Saturday, February 13, 2016

Argentine Noir: Never Open that Door

It is a two-part triptych. Obviously, it was intended to be a trio of Cornell Woolrich (a.k.a. William Irish) short story adaptations, but in early 1950s Argentina, there was even greater pressure on filmmakers to conform to manageable running times. At least Carlos Hugo Christensen’s original vision was more or less preserved. One segment became its own film and the other two were released as a strange matching pair. Yet, the parallels between the constituent stories work rather well together in Never Open that Door, which screens as part of MoMA’s current retrospective, Death is My Dance Partner: Film Noir in Postwar Argentina.

Once the seventy-three minute If I Die Before I Wake was split off, Door became a lean and most definitely mean eighty-five minutes of hard-bitten noir goodness. The first segment is very much in the tradition of Alfred Hitchcock Presents and the various incarnations of Lucille Fletcher’s Sorry, Wrong Number, but it also has a number of night club scenes for extra swinging fun.

In “Someone’s on the Phone,” grown siblings Raul and Luisa have a wildly dysfunctional, vaguely incestuous relationship. They both live in their absentee parents’ spectacularly cinematic town house (that sort of looks like a Trader Vic’s as designed by le Corbusier), but lead separate wastrel lives. However, their privileged existence is shattered when Luisa’s mounting gambling debts culminate in her suicide. Bitterly regretting his own ineffectualness, Raul sets out to kill her tormenting mystery caller. Irony will be involved.

Many consider “Phone” the weakest of the two-film anthology, but it might be the most stylish of the lot. The big band Latin jazz is hot and Pablo Tabernero’s slick noir cinematography is super-cool. Production designer Gori Muñoz and his team also crafted an ominously decadent environment perfect for the genre.
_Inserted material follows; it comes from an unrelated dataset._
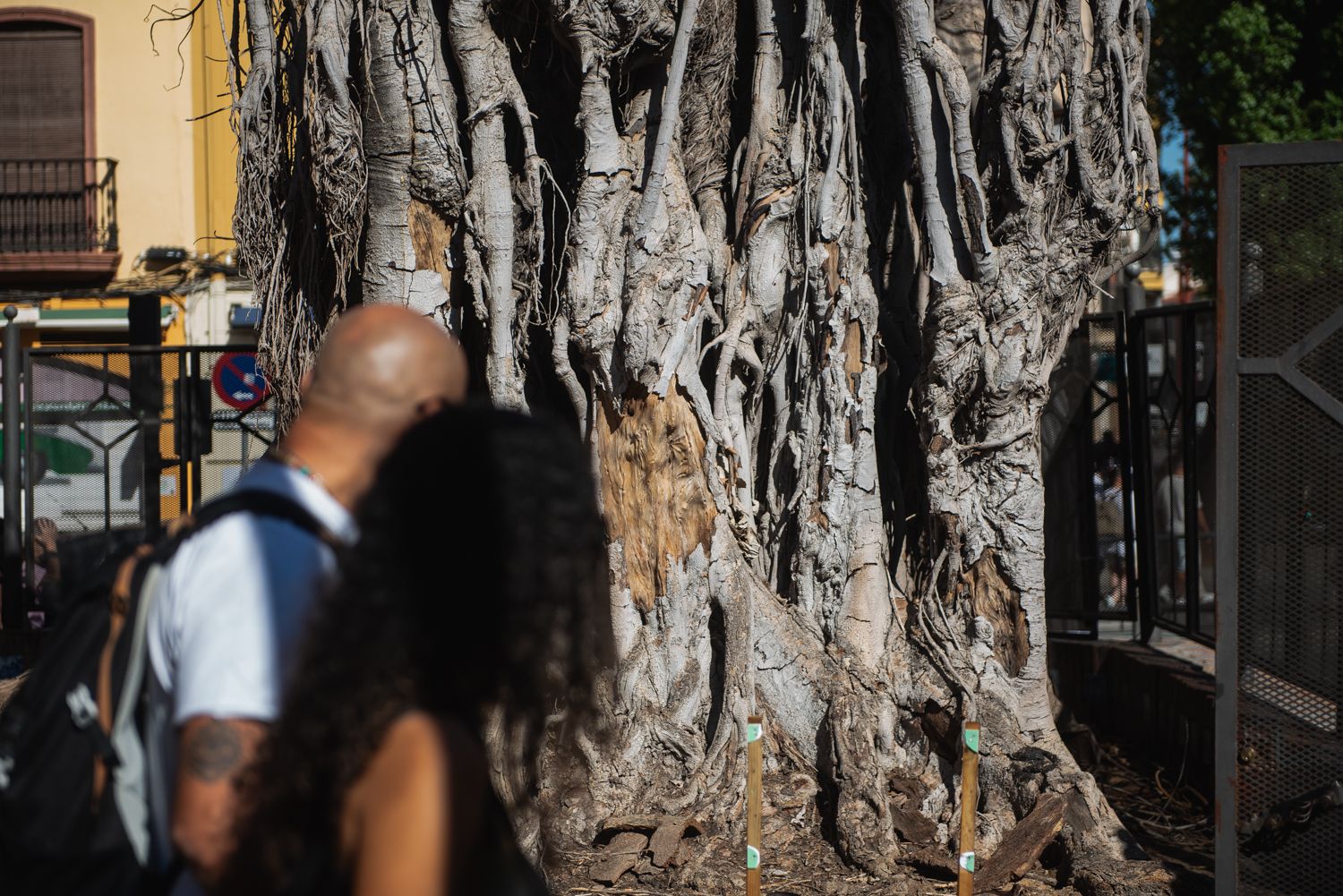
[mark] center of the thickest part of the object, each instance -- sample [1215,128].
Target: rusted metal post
[969,801]
[754,761]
Family relations remain problematic in “The Hummingbird Comes Home.” Blind Rosa is a virtuous widow, who lives with her devoted niece and memories of her beloved son Daniel. After eight years without contact, Daniel suddenly returns, along with two gangster associates (one of whom is unlikely to see the sun rise) and a bullet-riddled car. Despite her love for her son, Rosa is not blind to the circumstances. To save her niece, she will turn the tables on the criminals during the dark of night—when the advantage shifts to her, assuming everything goes as planned.
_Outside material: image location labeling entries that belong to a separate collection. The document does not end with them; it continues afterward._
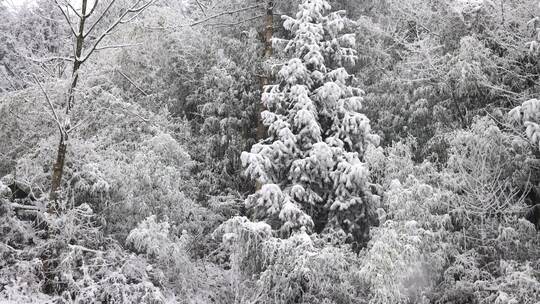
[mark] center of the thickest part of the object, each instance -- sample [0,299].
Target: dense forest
[270,151]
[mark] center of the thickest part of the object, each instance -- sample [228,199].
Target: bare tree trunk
[265,79]
[268,51]
[58,167]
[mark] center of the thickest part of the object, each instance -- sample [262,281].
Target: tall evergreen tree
[310,166]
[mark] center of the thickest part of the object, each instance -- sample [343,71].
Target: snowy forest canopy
[260,151]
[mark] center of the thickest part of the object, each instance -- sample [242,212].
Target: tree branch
[224,13]
[99,19]
[56,119]
[120,20]
[116,46]
[73,31]
[132,82]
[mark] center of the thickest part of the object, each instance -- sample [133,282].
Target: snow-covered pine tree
[310,166]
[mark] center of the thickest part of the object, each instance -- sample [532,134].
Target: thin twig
[57,120]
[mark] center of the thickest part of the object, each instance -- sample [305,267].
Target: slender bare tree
[268,51]
[83,22]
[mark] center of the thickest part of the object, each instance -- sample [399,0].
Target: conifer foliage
[311,165]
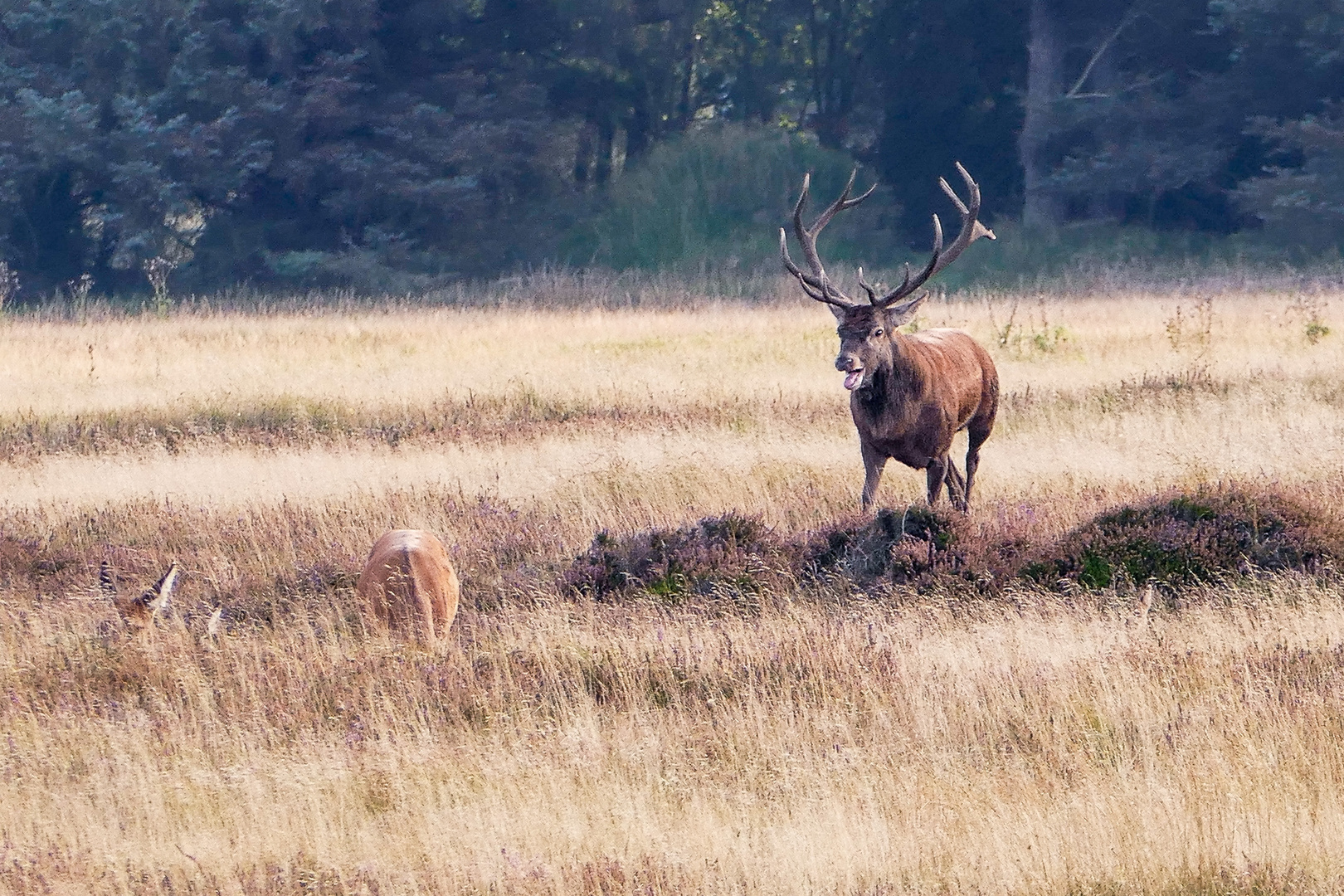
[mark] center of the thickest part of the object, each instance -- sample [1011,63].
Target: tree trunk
[1040,207]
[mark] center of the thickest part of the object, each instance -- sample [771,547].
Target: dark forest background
[398,144]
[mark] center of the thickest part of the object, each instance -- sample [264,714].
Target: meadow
[819,737]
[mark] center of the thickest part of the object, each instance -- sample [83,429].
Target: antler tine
[971,226]
[816,284]
[906,285]
[813,286]
[839,204]
[867,288]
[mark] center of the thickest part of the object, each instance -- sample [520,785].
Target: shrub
[913,547]
[730,555]
[1190,539]
[718,192]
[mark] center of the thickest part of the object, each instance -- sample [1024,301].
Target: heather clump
[730,555]
[914,546]
[1192,538]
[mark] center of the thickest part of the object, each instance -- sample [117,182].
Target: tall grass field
[684,661]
Once Mother Rosa kills the power, Christensen stages some wonderfully tense and skillful cat-and-mouse skulking sequences. He and Tabernero evoke a sense of her unsighted POV, while clearly conveying the action to viewers. These are scenes that are worth close study. Of course, Ilde Pirovano is the crucial X-factor as the sainted but resourceful mother.

Structurally, it is a little weird to have the considerably shorter “Phone” stuck together with the longer “Hummingbird,” but they are both crackerjack noirs, so they never clash in terms of tone or aesthetics. It is still tough to beat Hitchcock’s Rear Window or Truffaut’s Mississippi Mermaid, but Never Open that Door definitely ranks close behind amongst the many film and television adaptations of Woolrich/Irish stories and novels. Happily it has been preserved and partially restored for future fans by the Film Noir Foundation. Highly recommended, Never Open that Door screens again this Tuesday afternoon (2/16), at MoMA.